Over the past few months I’ve had the privilege of visiting and connecting with a number of creative agencies and art directors. There’s always a common theme: I’m the minority: I’m a woman. There’s nothing wrong about that in itself, of course, if the men are just generally better at what they do - let’s not get all politically correct and employ a woman over a man just for equality’s sake when her portfolio is crap. But why is it such a common theme that, especially when creativity is often linked to femininity, there are so many men in the industry compared to females? In fact, the percentage of females working in the creative industry in 2014 was 36.7%. Last year the percentage of female art directors I connected with compared to male was 32%.
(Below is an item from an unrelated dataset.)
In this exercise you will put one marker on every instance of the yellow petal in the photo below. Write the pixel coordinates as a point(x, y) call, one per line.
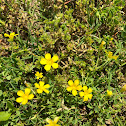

Okay, so there’s an inequality. Do we want to change it just for equality’s sake? Just so people like me stop writing blog posts about it and get on with their day jobs? What difference does does my sex make to the creative industry anyway? Isn’t it just about good ideas and good communication? Isn’t it just about creating good work and upholding professionalism?
No, actually. Here’s why my sex matters, as does yours.
The point is that employing more women has to benefit the industry or there’s no point. I’m encouraged to seek inspiration from other women in business and go to women’s networking events but, as much as I’m sure a lot of women are inspired by these, I don’t particularly want to go to them. Why? Because I consider it on a par with putting my shoes on with one hand. And no doubt I would meet some amazing women, but when it comes to my work I do not solely want to work with them, in the same way I do not solely want to work with men. I do not want to let successful women be my only inspiration, though I desire to be one. Women and men are no better than one another, we need one another. You need women in your design agencies as much as men.
For years I tried to hide the femininity in my designs, I thought this only appealed to one side of the market. I felt I shouldn’t put too much emotion into my work, or show any vulnerability in the way I sought out help or admitted mistakes. But the trouble was that I was trying to be something I wasn’t. What if masculinity is no better than femininity? What if confidence and authority are no more important than careful consideration and emotional connection? And that’s not to put each sex into a box, but there’s also no reason why typically feminine traits can’t be a benefit to the industry. In fact, emotional connection will probably sell far more than anything else.
And what of the actual design work? What about creating impactful designs? In recent years there has been a trend for 'feminine’ design; hand lettering, victorian floral pattern and delicate pastel colours. Do these designs just appeal to women? No. Nor are these designs to every woman’s taste either. For me the best designs are where femininity and masculinity work hand in hand. So why cut out one half of your capabilities? Why limit your team to just one sex?
The problem is that we try to be the same. We try to produce the same sort of work, even though each of us has something unique to offer. If I embrace my femininity should I expect everyone else to work in the same way? If I owned a design agency would it be full of people just like me? I hope not. Why would I limit the capabilities of the work by insisting that everyone worked the same way I do? Surely I want some diversity in order to appeal to wider markets and both sexes. Surely I’m not stupid enough to think I can do everything without collaboration.
There are, of course, other difficulties that arise from employing more women. What if they have children? What if they have to work part time in order to facilitate childcare? Yes, what if? The problem with inequality is that women are still paid less than men and often rely on their male partners to bring in the income. Would this change if women were paid more equally? If men took more shared parental leave? If women were felt more valued in their workplace? I can’t speak for all women, but for me having children has made me work harder than I had ever done before. They drove me to do something for myself; they taught me to embrace creativity; they made me want to raise boys who see women as equal (not the same, just equal). For me my role as a mother has enhanced my creativity and made me better at what I do (at least, that’s what people have told me). It has given me a greater understanding about the need for storytelling and connection; experimentation and a good sense of humour.
So, this post is an encouragement to females who have been told in the past that they can’t do as good a job as their male equivalents or that they can’t be leaders in their field of work. This post is an encouragement to creative directors to value your female employees and bring out the best in them, as well as the men. I challenge you to embrace their differences, not to belittle their feminine traits as secondary.